On Wed, 25 Jun 2014 20:54:29 -0700, CM wrote:
> I occasionally hear about performance improvements for Python by various
> projects like psyco (now old), ShedSkin, Cython, PyPy, Nuitka, Numba,
> and probably many others. The benchmarks are out there, and they do
> make a difference, and sometimes a difference on par with C, from what
> I've heard.
> What I have never quite been able to get is the degree to which one can
> currently use these approaches to speed up a Python application that
> uses 3rd party libraries...and that the approaches will "just work"
> without the developer having to know C or really do a lot of difficult
> under-the-hood sort of work.
> For examples, and considering an application written for Python 2.7,
> say, and using a GUI toolkit, and a handful of 3rd party libraries:
> - Can you realistically package up the PyPy interpreter and have the app
> run faster with PyPy? And can the application be released as a single
> file executable if you use PyPy?
> - Can you compile it with Nuitka to C?
> I've had the (perhaps overly pessimistic) sense that you still *can't*
> do these things, because these projects only work on pure Python, or if
> they do work with other libraries, it's always described with major
> caveats that "I wouldn't try this in production" or "this is just a
> test" sort of thing, such as PyPy and wxPython.
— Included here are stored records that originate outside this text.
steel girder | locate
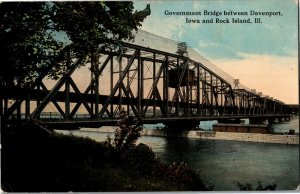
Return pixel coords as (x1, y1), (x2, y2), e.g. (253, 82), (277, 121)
(0, 43), (286, 119)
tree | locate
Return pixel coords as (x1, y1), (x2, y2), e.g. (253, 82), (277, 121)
(0, 1), (150, 86)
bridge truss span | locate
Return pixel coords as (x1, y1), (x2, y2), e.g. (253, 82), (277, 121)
(0, 32), (288, 123)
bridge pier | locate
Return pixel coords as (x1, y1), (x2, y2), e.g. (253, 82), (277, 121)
(218, 119), (241, 124)
(249, 118), (270, 124)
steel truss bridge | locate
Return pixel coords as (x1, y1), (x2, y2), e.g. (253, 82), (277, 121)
(0, 31), (290, 130)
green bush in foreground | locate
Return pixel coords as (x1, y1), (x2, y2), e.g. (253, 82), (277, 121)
(1, 110), (209, 192)
(237, 181), (277, 191)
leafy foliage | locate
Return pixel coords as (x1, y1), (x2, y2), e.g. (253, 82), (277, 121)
(0, 1), (150, 86)
(237, 181), (277, 191)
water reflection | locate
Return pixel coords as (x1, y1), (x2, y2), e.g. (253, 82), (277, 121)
(55, 117), (300, 191)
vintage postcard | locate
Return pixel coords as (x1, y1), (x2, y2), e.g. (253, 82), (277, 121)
(0, 0), (300, 192)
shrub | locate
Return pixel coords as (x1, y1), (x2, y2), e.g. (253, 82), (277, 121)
(237, 181), (277, 191)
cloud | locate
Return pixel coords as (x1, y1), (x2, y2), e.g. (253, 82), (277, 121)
(141, 15), (185, 40)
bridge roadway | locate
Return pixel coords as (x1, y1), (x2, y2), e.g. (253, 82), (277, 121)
(38, 114), (291, 129)
(0, 30), (291, 127)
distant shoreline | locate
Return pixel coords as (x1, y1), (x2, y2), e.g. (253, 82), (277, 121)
(75, 128), (299, 145)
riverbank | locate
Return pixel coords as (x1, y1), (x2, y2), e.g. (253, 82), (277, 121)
(1, 124), (208, 192)
(142, 129), (299, 144)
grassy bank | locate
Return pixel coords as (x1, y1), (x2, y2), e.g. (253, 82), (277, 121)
(1, 124), (208, 192)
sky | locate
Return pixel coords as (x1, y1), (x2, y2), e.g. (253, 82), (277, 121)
(134, 0), (299, 104)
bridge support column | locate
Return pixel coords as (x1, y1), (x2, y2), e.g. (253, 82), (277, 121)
(218, 119), (241, 124)
(249, 118), (269, 124)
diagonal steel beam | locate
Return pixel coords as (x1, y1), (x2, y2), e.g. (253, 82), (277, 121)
(97, 49), (140, 117)
(5, 48), (68, 117)
(70, 55), (113, 118)
(143, 56), (168, 115)
(69, 78), (94, 116)
(31, 54), (86, 117)
(40, 82), (65, 118)
(168, 60), (189, 114)
(121, 82), (138, 116)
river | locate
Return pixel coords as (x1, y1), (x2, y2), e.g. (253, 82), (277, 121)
(55, 117), (300, 191)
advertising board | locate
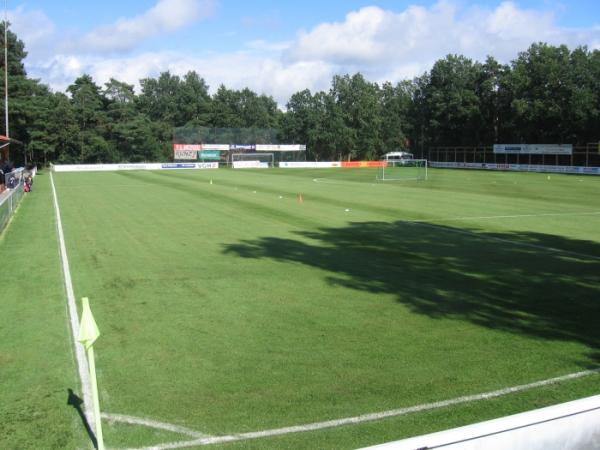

> I'd love to know what's possible, since getting some even modest
> performance gains would probably make apps feels snappier in some cases,
> and yet I am not up for the job of the traditional advice about
> "re-writing those parts in C".
1st find out where the true bottlenecks in your code only & only optimise
those parts they absolutely need it
Rules for optimisation:-
2: (for advanced users only) Not Yet
2nd either move away from Google groups & use the mailing list/newsgroup
or read posts regarding how to clean up the mess it makes, otherwise the
only replies you are likely to see will be from the resident Unicode
expert complaining about strings containing characters that can be
represented by a single bite (ascii) performing faster than those that
contain higher Unicode characters.
How do I type "for i in *.dvi do xdvi $i done" in a GUI?